You can either use the exact Cipher suite name or a a regular expression.

Parameters:

cipherSuites - The array of cipher suite names to exclude from SSLEngine.setEnabledCipherSuites(String[])

addExcludeCipherSuites

public void addExcludeCipherSuites(String... cipher)

You can either use the exact Cipher suite name or a a regular expression.

Parameters:

cipher - Cipher names to add to SSLEngine.setEnabledCipherSuites(String[])

getIncludeCipherSuites

@ManagedAttribute("The included cipher suites")
public String[] getIncludeCipherSuites()

Returns:

The array of Cipher suite names to include in SSLEngine.setEnabledCipherSuites(String[])

setIncludeCipherSuites

public void setIncludeCipherSuites(String... cipherSuites)
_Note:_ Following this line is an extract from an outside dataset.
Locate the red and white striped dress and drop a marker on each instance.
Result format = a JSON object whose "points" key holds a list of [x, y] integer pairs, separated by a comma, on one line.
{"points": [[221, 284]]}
You can either use the exact Cipher suite name or a a regular expression.

Parameters:

cipherSuites - The array of cipher suite names to include in SSLEngine.setEnabledCipherSuites(String[])

isUseCipherSuitesOrder

@ManagedAttribute("Whether to respect the cipher suites order")
public boolean isUseCipherSuitesOrder()

setUseCipherSuitesOrder

public void setUseCipherSuitesOrder(boolean useCipherSuitesOrder)

getKeyStorePath

@ManagedAttribute("The keyStore path")
public String getKeyStorePath()

Returns:

The file or URL of the SSL Key store.

setKeyStorePath

public void setKeyStorePath(String keyStorePath)

Parameters:

keyStorePath - The file or URL of the SSL Key store.

getKeyStoreProvider

@ManagedAttribute("The keyStore provider name")
public String getKeyStoreProvider()

Returns:

The provider of the key store

setKeyStoreProvider

public void setKeyStoreProvider(String keyStoreProvider)

Parameters:

keyStoreProvider - The provider of the key store

getKeyStoreType

@ManagedAttribute("The keyStore type")
public String getKeyStoreType()

Returns:

The type of the key store (default "PKCS12")

setKeyStoreType

public void setKeyStoreType(String keyStoreType)

Parameters:

keyStoreType - The type of the key store

getCertAlias

@ManagedAttribute("The certificate alias")
public String getCertAlias()

Returns:

Alias of SSL certificate for the connector

setCertAlias

public void setCertAlias(String certAlias)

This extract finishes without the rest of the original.